Outros problemas apontados pela categoria são leis penais inadequadas (muito importante para 82,1%), falta de política de segurança pública (81,4%) e mau funcionamento do sistema penitenciário (79,1%), dentre outros.

Cerca de metade dos policiais disse que Ministério Público e Justiça atuam com "indiferença em relação às dificuldades do trabalho policial, apenas cobrando, mas sem colaborar".

Violência

Dentre os policiais ouvidos, 66% já terem sofrido discriminação por serem policiais. 42,7% dos policiais relatou ter sido vítima de violência física e 5,2% já foram baleados, em serviço ou de folga.

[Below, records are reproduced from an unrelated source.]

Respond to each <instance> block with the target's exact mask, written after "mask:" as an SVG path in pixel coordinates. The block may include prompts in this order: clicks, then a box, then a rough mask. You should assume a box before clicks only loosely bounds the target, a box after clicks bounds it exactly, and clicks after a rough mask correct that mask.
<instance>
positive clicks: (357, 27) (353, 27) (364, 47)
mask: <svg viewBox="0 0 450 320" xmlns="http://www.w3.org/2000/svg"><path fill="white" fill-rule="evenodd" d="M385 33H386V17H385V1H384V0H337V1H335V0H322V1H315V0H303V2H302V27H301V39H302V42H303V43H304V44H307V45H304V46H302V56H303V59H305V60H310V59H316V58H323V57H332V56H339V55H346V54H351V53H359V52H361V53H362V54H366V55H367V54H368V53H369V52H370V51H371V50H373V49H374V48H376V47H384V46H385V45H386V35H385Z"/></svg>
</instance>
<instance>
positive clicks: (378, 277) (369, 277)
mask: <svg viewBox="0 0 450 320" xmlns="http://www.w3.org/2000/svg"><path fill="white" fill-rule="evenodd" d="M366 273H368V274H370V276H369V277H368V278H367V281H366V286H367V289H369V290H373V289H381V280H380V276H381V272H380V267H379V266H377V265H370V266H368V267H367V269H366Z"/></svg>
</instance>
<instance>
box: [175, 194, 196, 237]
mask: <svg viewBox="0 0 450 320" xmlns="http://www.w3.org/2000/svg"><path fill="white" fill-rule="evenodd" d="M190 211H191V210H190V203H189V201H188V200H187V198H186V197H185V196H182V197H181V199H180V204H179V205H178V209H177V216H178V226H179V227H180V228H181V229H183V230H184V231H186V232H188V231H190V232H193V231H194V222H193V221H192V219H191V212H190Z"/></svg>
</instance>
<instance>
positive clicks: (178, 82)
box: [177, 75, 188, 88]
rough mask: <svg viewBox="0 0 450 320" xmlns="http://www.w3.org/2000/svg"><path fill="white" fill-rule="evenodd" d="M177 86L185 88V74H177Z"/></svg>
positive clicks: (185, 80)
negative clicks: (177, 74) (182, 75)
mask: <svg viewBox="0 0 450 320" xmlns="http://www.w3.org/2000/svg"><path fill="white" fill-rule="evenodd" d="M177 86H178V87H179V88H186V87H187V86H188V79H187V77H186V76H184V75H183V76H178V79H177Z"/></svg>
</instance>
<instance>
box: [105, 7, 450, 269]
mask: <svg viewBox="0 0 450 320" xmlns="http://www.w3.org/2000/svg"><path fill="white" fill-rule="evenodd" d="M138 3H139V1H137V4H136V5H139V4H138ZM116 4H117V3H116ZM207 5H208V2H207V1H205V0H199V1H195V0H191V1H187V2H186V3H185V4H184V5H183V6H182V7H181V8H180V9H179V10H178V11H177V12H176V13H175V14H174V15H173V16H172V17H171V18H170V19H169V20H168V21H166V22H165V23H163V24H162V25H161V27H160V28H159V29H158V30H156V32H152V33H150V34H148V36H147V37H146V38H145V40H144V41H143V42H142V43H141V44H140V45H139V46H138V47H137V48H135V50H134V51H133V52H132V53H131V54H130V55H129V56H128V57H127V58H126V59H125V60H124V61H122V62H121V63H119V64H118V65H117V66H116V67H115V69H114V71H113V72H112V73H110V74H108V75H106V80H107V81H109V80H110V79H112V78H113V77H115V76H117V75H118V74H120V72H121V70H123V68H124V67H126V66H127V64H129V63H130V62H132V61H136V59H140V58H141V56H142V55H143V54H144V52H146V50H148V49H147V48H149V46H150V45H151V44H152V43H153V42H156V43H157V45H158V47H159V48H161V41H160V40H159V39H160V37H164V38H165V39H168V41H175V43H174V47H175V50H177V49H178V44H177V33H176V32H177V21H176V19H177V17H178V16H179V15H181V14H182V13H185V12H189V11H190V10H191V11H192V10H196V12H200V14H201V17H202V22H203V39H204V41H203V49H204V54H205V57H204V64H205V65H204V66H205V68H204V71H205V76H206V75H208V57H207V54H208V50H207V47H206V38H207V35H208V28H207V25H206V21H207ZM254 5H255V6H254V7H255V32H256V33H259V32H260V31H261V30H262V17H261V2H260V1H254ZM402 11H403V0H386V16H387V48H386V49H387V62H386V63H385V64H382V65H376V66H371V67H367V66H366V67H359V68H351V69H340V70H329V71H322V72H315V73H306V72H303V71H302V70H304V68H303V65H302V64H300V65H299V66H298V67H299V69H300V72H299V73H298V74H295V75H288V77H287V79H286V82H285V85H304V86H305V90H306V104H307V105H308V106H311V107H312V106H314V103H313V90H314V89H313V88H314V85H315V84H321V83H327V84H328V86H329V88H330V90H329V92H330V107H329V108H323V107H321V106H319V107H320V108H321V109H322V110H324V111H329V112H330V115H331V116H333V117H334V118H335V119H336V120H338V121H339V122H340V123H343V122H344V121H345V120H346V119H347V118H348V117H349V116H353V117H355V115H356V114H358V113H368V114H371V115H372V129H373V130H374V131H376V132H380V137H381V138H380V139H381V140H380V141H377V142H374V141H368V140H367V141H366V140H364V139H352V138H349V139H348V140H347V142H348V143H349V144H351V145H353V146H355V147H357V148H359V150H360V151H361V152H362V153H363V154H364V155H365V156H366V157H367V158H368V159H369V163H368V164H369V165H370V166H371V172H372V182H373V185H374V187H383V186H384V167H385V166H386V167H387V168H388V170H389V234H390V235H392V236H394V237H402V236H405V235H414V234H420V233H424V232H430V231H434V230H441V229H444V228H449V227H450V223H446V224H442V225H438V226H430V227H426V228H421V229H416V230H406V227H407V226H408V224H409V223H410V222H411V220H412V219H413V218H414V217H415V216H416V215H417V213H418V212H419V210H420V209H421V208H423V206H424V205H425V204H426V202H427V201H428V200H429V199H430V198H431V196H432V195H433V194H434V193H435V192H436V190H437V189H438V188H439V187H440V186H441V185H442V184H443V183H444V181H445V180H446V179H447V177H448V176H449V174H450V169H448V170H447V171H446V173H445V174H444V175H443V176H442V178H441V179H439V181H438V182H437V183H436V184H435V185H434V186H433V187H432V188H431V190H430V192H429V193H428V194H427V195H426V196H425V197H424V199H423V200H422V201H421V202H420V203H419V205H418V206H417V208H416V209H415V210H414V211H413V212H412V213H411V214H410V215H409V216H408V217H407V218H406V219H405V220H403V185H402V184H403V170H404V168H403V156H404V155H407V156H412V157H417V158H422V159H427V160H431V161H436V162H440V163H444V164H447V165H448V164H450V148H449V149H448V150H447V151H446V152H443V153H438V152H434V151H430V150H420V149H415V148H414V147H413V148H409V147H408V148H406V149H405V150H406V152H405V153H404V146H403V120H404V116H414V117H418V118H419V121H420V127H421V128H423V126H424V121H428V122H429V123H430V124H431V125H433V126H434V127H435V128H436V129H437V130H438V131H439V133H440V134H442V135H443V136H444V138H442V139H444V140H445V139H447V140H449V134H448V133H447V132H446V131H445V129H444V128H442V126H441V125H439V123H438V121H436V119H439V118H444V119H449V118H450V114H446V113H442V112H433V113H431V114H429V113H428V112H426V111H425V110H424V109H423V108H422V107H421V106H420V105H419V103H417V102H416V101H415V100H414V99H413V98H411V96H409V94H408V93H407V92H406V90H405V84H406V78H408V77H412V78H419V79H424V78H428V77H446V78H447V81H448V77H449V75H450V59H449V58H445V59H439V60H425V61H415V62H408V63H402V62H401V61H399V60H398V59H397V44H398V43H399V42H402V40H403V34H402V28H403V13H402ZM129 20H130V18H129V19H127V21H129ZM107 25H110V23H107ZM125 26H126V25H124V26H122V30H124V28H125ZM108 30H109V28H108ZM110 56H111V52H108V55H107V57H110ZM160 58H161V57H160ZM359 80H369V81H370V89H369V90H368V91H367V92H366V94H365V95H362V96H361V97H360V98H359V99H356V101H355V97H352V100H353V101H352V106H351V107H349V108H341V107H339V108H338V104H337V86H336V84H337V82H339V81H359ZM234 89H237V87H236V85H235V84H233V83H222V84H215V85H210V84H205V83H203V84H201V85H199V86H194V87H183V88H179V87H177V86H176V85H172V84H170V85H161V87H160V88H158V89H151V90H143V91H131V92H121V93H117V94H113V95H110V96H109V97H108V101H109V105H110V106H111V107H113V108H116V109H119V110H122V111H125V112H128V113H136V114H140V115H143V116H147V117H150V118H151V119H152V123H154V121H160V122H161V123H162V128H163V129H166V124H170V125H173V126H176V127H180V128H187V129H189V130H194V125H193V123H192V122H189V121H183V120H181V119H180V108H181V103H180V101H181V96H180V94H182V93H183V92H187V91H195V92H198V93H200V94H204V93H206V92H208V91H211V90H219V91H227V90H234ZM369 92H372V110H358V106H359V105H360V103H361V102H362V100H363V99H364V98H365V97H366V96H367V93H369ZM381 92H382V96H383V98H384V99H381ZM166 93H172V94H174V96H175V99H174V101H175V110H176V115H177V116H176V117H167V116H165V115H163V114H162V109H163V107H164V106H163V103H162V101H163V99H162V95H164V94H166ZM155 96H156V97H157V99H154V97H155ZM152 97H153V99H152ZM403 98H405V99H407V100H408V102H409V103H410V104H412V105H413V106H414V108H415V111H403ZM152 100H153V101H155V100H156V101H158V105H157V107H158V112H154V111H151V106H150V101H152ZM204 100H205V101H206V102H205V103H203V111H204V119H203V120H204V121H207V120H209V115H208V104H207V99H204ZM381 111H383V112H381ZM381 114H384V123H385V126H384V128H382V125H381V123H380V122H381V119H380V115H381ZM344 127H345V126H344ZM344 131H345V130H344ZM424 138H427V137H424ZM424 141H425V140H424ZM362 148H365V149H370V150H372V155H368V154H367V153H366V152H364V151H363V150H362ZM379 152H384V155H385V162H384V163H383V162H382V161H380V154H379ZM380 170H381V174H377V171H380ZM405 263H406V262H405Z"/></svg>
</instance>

O estudo pode ser acessado na íntegra AQUI.

Outros estudos

Outro estudo feito pela FGV para o Fórum Brasileiro de Segurança Pública mostra que 81% dos brasileiros acham "fácil" desobedecer leis. O mesmo porcentual de pessoas também tem a percepção de que, sempre que possível, as pessoas escolhem “dar um jeitinho” no lugar de seguir as leis.O estudo, divulgado nesta segunda pelo jornal "O Estado de S. Paulo", mostra ainda que 32% da população confia no Poder Judiciário e 33% confiam na polícia.

Além disso, pesquisa feita pelo Instituto de Pesquisas Econômicas (Ipea) e divulgada nesta segunda pelo jornal "O Globo" aponta que a violência custa R$ 258 bilhões no Brasil, o equivalente a 5,4% do Produto Interno Bruto do país.